Re: [RFC PATCH v2 1/7] bpf: Introduce BPF_PROG_TYPE_VNET_HASH

Akihiko Odaki <akihiko.odaki@xxxxxxxxxx> · Sun, 10 Dec 2023 16:03:05 +0900

On 2023/11/22 14:36, Akihiko Odaki wrote:
On 2023/11/22 14:25, Song Liu wrote:
On Mon, Nov 20, 2023 at 12:05 AM Akihiko Odaki 
<akihiko.odaki@xxxxxxxxxx> wrote:

On 2023/11/20 6:02, Song Liu wrote:
[...]
In contrast, our intended use case is more like a normal application.
So, for example, a user may download a container and run QEMU 
(including
the BPF program) installed in the container. As such, it is nice if 
the
ABI is stable across kernel releases, but it is not guaranteed for
kfuncs. Such a use case is already covered with the eBPF steering
program so I want to maintain it if possible.

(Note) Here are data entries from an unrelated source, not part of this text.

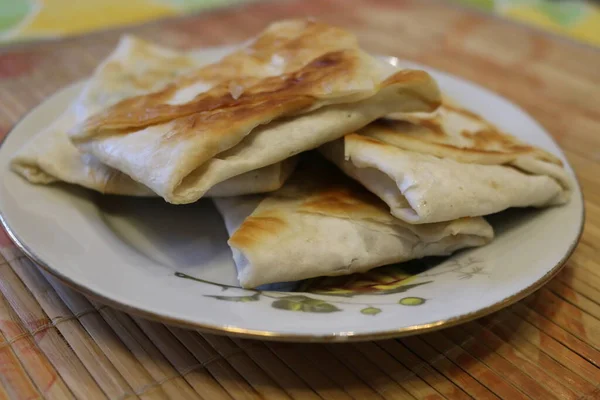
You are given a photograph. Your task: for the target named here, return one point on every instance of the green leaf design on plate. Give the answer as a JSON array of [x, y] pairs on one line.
[[370, 311], [412, 301], [304, 304], [402, 289], [241, 299], [12, 12]]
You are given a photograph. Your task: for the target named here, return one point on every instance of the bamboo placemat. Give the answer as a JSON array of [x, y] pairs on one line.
[[57, 344]]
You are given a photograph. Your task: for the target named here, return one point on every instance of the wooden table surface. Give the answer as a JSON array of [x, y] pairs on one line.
[[55, 343]]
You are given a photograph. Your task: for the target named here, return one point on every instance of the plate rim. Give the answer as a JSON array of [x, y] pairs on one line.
[[291, 337]]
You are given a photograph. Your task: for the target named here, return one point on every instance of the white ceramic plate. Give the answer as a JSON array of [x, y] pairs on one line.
[[140, 255]]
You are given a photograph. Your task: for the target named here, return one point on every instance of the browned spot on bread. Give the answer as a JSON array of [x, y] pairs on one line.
[[293, 91], [255, 228]]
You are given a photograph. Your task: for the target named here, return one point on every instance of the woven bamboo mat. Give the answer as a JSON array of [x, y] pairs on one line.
[[57, 344]]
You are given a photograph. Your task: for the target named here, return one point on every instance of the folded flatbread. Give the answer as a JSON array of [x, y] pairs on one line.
[[320, 223], [449, 165], [298, 85], [134, 68]]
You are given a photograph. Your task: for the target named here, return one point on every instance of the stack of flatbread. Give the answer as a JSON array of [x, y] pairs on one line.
[[407, 176]]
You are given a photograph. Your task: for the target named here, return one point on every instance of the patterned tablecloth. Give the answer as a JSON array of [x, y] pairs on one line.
[[57, 344], [31, 19]]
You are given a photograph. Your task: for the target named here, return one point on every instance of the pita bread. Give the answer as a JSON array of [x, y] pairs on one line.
[[296, 86], [135, 67], [449, 165], [321, 223]]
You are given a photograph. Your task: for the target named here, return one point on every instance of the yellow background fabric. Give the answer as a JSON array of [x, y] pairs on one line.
[[33, 19]]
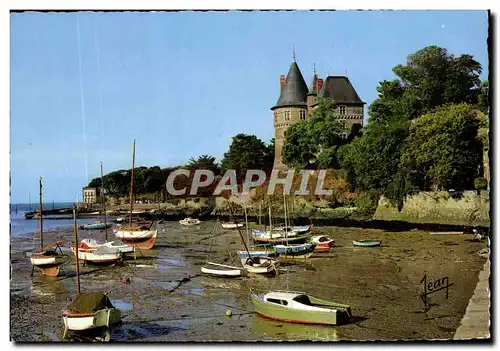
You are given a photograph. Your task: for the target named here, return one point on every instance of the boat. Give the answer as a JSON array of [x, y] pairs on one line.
[[295, 251], [90, 310], [297, 307], [100, 255], [231, 225], [323, 243], [95, 225], [261, 265], [115, 244], [366, 243], [221, 270], [189, 221], [141, 235], [48, 260]]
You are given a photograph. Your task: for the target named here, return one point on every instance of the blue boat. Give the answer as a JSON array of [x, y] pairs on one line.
[[366, 243]]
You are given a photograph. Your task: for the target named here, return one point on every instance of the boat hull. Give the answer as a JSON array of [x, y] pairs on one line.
[[371, 243], [82, 321], [286, 314]]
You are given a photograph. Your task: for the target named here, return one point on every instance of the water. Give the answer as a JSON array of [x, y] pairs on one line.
[[19, 225]]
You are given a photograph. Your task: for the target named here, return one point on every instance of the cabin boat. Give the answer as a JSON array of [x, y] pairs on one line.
[[115, 244], [366, 243], [95, 225], [139, 236], [231, 225], [100, 255], [189, 221], [90, 310], [221, 270], [296, 307], [295, 251], [323, 243]]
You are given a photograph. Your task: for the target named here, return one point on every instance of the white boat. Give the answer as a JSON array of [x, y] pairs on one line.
[[102, 254], [260, 265], [232, 225], [140, 236], [90, 310], [115, 244], [189, 221], [221, 270]]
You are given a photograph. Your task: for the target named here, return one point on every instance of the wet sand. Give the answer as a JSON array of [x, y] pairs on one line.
[[168, 299]]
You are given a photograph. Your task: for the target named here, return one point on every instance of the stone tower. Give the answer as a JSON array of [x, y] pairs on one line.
[[290, 108]]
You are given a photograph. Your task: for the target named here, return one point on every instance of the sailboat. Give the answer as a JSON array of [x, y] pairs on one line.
[[109, 246], [48, 260], [90, 310], [142, 236], [218, 269]]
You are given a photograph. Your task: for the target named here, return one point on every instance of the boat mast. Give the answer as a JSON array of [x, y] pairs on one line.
[[132, 187], [103, 200], [75, 229], [40, 212], [246, 218]]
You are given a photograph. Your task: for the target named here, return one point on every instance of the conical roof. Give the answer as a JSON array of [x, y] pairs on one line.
[[295, 90], [314, 83]]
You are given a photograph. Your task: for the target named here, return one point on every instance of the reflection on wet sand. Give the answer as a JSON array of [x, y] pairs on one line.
[[271, 329]]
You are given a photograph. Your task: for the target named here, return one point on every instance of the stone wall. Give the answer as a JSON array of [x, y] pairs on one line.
[[440, 207]]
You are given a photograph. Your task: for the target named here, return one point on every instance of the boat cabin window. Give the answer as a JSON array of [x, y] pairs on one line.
[[277, 301], [304, 299]]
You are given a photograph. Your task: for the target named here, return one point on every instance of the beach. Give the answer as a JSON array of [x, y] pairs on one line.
[[168, 299]]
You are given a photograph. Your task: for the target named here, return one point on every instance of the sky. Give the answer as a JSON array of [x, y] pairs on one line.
[[84, 85]]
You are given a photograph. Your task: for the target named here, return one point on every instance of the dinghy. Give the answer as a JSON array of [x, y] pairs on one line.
[[298, 307], [90, 310], [188, 222], [323, 243], [366, 243], [232, 225], [115, 244], [221, 270]]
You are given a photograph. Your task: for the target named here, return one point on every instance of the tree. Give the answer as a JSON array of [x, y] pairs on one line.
[[246, 152], [314, 142], [442, 150], [204, 162]]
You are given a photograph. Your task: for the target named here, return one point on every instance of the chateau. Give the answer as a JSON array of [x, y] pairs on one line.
[[297, 101]]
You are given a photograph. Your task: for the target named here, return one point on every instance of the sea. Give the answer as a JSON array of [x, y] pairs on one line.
[[19, 225]]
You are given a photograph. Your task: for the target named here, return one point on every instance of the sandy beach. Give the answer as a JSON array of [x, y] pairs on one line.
[[167, 299]]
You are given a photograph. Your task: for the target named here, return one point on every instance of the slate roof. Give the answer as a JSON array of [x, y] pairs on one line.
[[295, 90], [340, 90]]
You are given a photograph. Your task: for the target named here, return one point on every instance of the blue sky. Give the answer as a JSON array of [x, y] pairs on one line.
[[182, 84]]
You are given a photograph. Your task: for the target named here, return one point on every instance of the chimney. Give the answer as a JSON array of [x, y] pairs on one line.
[[319, 84], [282, 81]]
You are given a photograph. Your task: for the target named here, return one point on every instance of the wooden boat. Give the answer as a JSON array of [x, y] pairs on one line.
[[97, 225], [48, 260], [100, 255], [221, 270], [297, 307], [323, 243], [261, 265], [295, 251], [115, 244], [90, 310], [232, 225], [366, 243], [188, 222], [140, 235]]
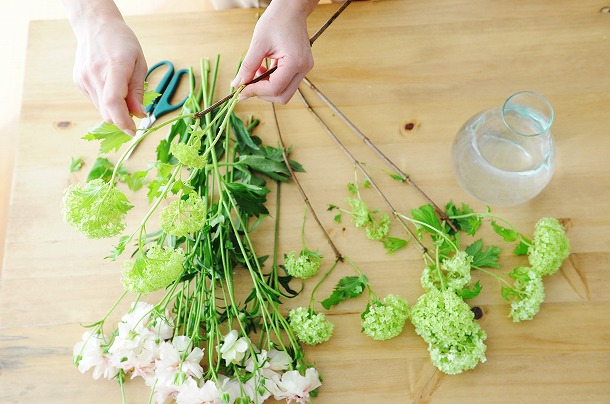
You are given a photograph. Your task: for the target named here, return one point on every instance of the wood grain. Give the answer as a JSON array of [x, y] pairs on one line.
[[383, 63]]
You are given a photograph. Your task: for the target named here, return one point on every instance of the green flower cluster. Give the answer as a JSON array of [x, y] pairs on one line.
[[184, 216], [457, 270], [551, 246], [454, 274], [309, 327], [97, 209], [385, 320], [304, 266], [157, 269], [188, 154], [378, 230], [455, 340], [526, 295], [362, 217]]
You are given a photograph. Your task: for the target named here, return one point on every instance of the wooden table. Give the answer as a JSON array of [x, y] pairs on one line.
[[384, 64]]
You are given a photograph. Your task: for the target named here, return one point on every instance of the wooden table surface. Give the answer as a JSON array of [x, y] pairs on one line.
[[384, 64]]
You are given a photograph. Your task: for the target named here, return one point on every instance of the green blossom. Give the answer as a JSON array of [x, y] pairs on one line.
[[309, 327], [183, 216], [96, 209], [378, 230], [526, 295], [361, 216], [385, 320], [551, 246], [455, 340], [160, 267], [304, 266], [457, 270], [188, 154]]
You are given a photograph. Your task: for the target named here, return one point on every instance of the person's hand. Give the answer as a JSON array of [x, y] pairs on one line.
[[110, 68], [280, 35]]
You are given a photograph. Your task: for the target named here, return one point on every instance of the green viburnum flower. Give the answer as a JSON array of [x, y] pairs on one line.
[[526, 295], [361, 216], [157, 269], [184, 216], [304, 266], [551, 246], [385, 320], [378, 230], [309, 327], [457, 270], [96, 209], [188, 154], [455, 340]]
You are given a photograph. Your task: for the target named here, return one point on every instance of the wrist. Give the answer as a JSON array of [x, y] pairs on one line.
[[85, 14], [301, 7]]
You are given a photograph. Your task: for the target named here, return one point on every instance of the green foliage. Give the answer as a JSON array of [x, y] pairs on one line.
[[347, 287], [111, 137]]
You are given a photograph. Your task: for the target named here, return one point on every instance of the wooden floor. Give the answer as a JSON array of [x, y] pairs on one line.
[[14, 21]]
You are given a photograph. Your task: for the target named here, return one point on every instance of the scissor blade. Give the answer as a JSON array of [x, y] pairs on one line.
[[145, 123]]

TBH, I don't think stability should be a concern for kfuncs used by 
QEMU.
Many core BPF APIs are now implemented as kfuncs: bpf_dynptr_*,
bpf_rcu_*, etc. As long as there are valid use cases,these kfuncs will
be supported.

Documentation/bpf/kfuncs.rst still says:
  > kfuncs provide a kernel <-> kernel API, and thus are not bound by 
any
  > of the strict stability restrictions associated with kernel <-> user
  > UAPIs.

Is it possible to change the statement like as follows:
"Most kfuncs provide a kernel <-> kernel API, and thus are not bound by
any of the strict stability restrictions associated with kernel <-> user
UAPIs. kfuncs that have same stability restrictions associated with
UAPIs are exceptional, and must be carefully reviewed by subsystem (and
BPF?) maintainers as any other UAPIs are."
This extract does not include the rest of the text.